Carole Nash
Content Writer
Published: 3rd September 2019

Everyone knows that learner motorcycles have to meet several requirements. There’s an engine capacity cap of 125cc and a maximum power output of 11kw (14.75bhp), and typically the bikes themselves take the form of scooters, nakeds, race replicas and simple old-fashioned roadsters.

So if you’re restricted to L plates, or an A1 licence, your choice of bike is somewhat limited. But if you do want something a little bit different there are a few alternatives out there that will have your fellow road users doing a double take, like these…

Honda MSX125

Honda make a seemingly never ending range of 125s. There are the best selling scooters (the PCX125 and Forza), the basic CB125F, the funky Super Cub, the sporty CBR125R and the premium CB125R naked.

But alongside that comprehensive range of learner legal bikes lies a real cult hero. The MSX125, better known by its American name of ‘Grom’, is a three-quarters sized mini-streetfighter that’s about as much fun as you can possibly get on a motorcycle.

The MSX is an absolute hoot with its roller skate agility and out there styling. There’s a massive Grom scene and a whole sub culture of MSX modification going on for those who like to stand out even more. A few years back, Honda also reintroduced the Monkey name on a new 125 that shares the MSX platform, giving a dash of retro cool in the style of the famous Z series bikes of the 1960s.

Mutt Hilts

You possibly haven’t heard of Mutt Motorcycles, but that’s ok.

The Birmingham company have been building custom bikes for over 15 years now, but it’s only recently that they made the transition from bike modifiers to proper bike manufacturers.

The bikes start out life as cheap Chinese built commuters, powered by tried and trusted Suzuki based engines, and are finished at Mutt’s Birmingham workshops, where they are given a custom ‘Bike Shed’ look before hitting the road.

The Hilts comes in grey or green colour options and looks like the kind of sled Steve McQueen would have raced through the desert in the 1970s. The hand stitched seat is super cool and the 18” wheels come complete with big knobbly tyres that look ultra authentic.

If you want a trendy 125 that looks like you’ve built it yourself (albeit to a very high standard) then the Hilts should definitely be on your shortlist.

Suzuki RV125 VanVan

Possibly even more authentic is the Suzuki VanVan, a modern interpretation of the 1970s ‘recreational vehicle’ that was as cool back then as it remains today.

Designed to be the perfect accompaniment on a camping holiday, the VanVan has big balloon tyres capable to tackling light off-road terrain, such as fire tracks and beaches. It was reintroduced in 2003 and given fuel injection in 2007.

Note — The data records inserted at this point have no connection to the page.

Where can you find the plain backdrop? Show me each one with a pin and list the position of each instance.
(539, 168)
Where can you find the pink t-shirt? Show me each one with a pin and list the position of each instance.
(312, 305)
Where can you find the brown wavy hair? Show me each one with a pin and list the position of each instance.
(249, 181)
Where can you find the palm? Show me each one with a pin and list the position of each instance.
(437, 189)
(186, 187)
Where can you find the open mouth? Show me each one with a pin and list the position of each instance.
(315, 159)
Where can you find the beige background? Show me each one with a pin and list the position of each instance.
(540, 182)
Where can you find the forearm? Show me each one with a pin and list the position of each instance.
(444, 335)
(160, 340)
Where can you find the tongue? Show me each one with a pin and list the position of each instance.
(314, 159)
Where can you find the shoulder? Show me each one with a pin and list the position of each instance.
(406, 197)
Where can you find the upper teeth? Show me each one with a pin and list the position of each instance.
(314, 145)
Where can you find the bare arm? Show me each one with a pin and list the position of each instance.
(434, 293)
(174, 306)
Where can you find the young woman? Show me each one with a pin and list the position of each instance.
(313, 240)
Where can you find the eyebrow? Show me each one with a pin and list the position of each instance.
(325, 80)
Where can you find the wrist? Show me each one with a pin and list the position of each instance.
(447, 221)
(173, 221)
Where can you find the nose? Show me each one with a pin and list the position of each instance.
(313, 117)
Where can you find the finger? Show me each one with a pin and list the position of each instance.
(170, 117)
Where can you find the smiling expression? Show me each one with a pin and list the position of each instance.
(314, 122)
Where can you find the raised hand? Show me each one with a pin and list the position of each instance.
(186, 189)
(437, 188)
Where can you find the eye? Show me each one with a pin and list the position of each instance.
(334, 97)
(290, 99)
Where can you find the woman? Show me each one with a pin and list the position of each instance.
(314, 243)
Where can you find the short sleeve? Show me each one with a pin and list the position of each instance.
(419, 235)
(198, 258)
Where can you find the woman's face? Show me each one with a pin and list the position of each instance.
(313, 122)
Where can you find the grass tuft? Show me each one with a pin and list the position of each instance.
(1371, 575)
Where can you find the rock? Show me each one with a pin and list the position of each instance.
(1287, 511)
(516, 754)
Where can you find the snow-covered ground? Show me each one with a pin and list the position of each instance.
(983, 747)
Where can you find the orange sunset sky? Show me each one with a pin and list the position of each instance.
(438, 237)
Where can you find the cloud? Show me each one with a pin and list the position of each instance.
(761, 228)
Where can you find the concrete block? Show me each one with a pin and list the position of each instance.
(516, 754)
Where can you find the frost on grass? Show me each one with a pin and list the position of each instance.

It’s a bit soft and squidgey to ride, and even though it’s not the fastest or sharpest handling 125 on the market, it’s still lots of fun – in a laid back way. For A2 licence holders, there’s also a 200cc version, with (a little) more power on tap.

Yamaha Tricity

Like the idea of a scooter but want the added security of an extra wheel up front?

Years before the Yamaha NIKEN came the Tricity, a three-wheeled 125cc scooter with two wheels up front and one behind. The concept itself wasn’t completely new (Piaggio’s MP3 had been around since 2006) but the execution was much more simple (and lighter) than those which had gone before it.

The result is a scooter that largely rides like a conventional two-wheeler but which has much more front end grip. That makes it very reassuring to ride, especially on slippery road surfaces likes cobblestone and in the rain.

The Tricity is as narrow and practical as any other scooter on the market. It feels a little heavier and less powerful than some of the sportier 125s out there, but as an urban commuter it has more than enough pep.

Zero S 11kw

Breaking the 125 mould is this electric offering from American manufacturers Zero Motorcycles.

They make 11kw, A1 legal versions of their S and DS models – the DS being the dual sport adventure bike and the S being the sporty naked.

Despite complying as a learner bike thanks to its 11kw of continuous power, the Zero makes peak power of 44bhp and has a staggering 106Nm of torque – that’s more than a 1200cc Triumph Bonneville T120 twin.

As a result, the Zero is very lively for a learner bike, even though the fully automatic twist and go transmission means that there are no gears to worry about.

With no petrol to worry about and no moving parts in the engine to service, running costs are claimed to be super low too. And the range, almost 180 miles between recharges in the city, is more than enough for most commuters too.